Alte Bilder des jüdischen Schtetl

d'Lëtzebuerger Land vom 08.03.2024

„Tradition. Tradition!“, singen die Männer anfangs und stampfen dazu energisch auf den Boden. „Wir tragen alle einen Gebetsschal als Zeichen unserer Gottesergebenheit“, erklärt der Milchmann Tevje, während seine Töchter um einen Tisch sitzend darüber scherzen, was für einen (Ehe-)Mann sie sich vorstellen ...

Anatevka (Ursprünglich: Fiddler on the Roof) basiert auf Tevye the Dairyman and his Daughters, einer Reihe von Geschichten des berühmten jüdischen Schriftstellers Solomon Naumovich Rabinovich, die er zwischen 1894 und 1914 auf Jiddisch über das jüdische Dorfleben im Siedlungsgebiet des kaiserlichen Russlands schrieb. Er wurde unter dem Pseudonym Scholem Alejchem berühmt.

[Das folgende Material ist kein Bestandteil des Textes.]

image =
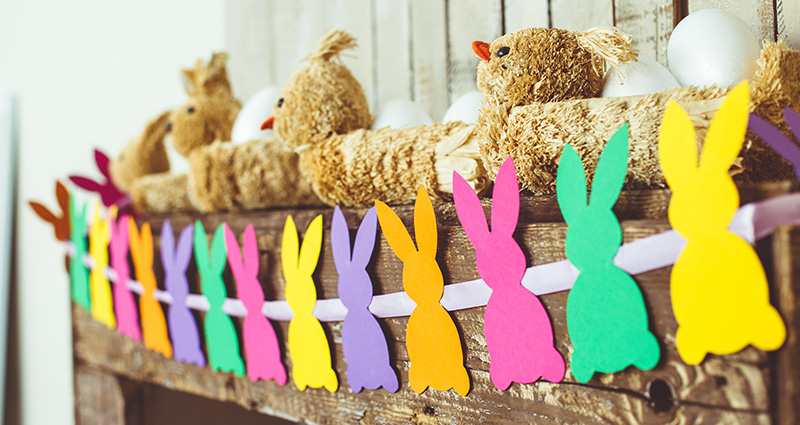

Die Geschichten gehen auf seine eigene Kindheit unweit des heutigen Kiew zurück (fiktionalisiert als Yehupetz). Alejchem schrieb eine dramatische Adaption, die bis zu seinem Tod unvollendet blieb, jedoch 1919 vom Yiddish Art Theatre auf Jiddisch produziert und in den 1930-er Jahren verfilmt wurde. In den späten 1950-er Jahren wurde am Broadway ein auf den Geschichten basierendes Musical von Arnold Perl mit dem Titel Tevje und seine Töchter inszeniert. Zuvor hatten Mike Todd und andere lange erwogen, dieses Musical an den Broadway zu bringen, ließen die Idee aber zunächst fallen.

Denn sie befürchteten, dass Fiddler on the Roof „zu jüdisch“ sei, um das Mainstream-Publikum zu begeistern. Kritiker/innen fanden es dann aber oberflächlich; Philip Roth bezeichnete es im New Yorker gar als „Schtetl-Kitsch“. Einige Verfremdungen im Musical tragen dazu bei, dass es gefällig wirkt. So wird der örtliche russische Offizier nicht als brutal, wie Alejchem ihn beschrieben hatte, sondern als sympathisch dargestellt.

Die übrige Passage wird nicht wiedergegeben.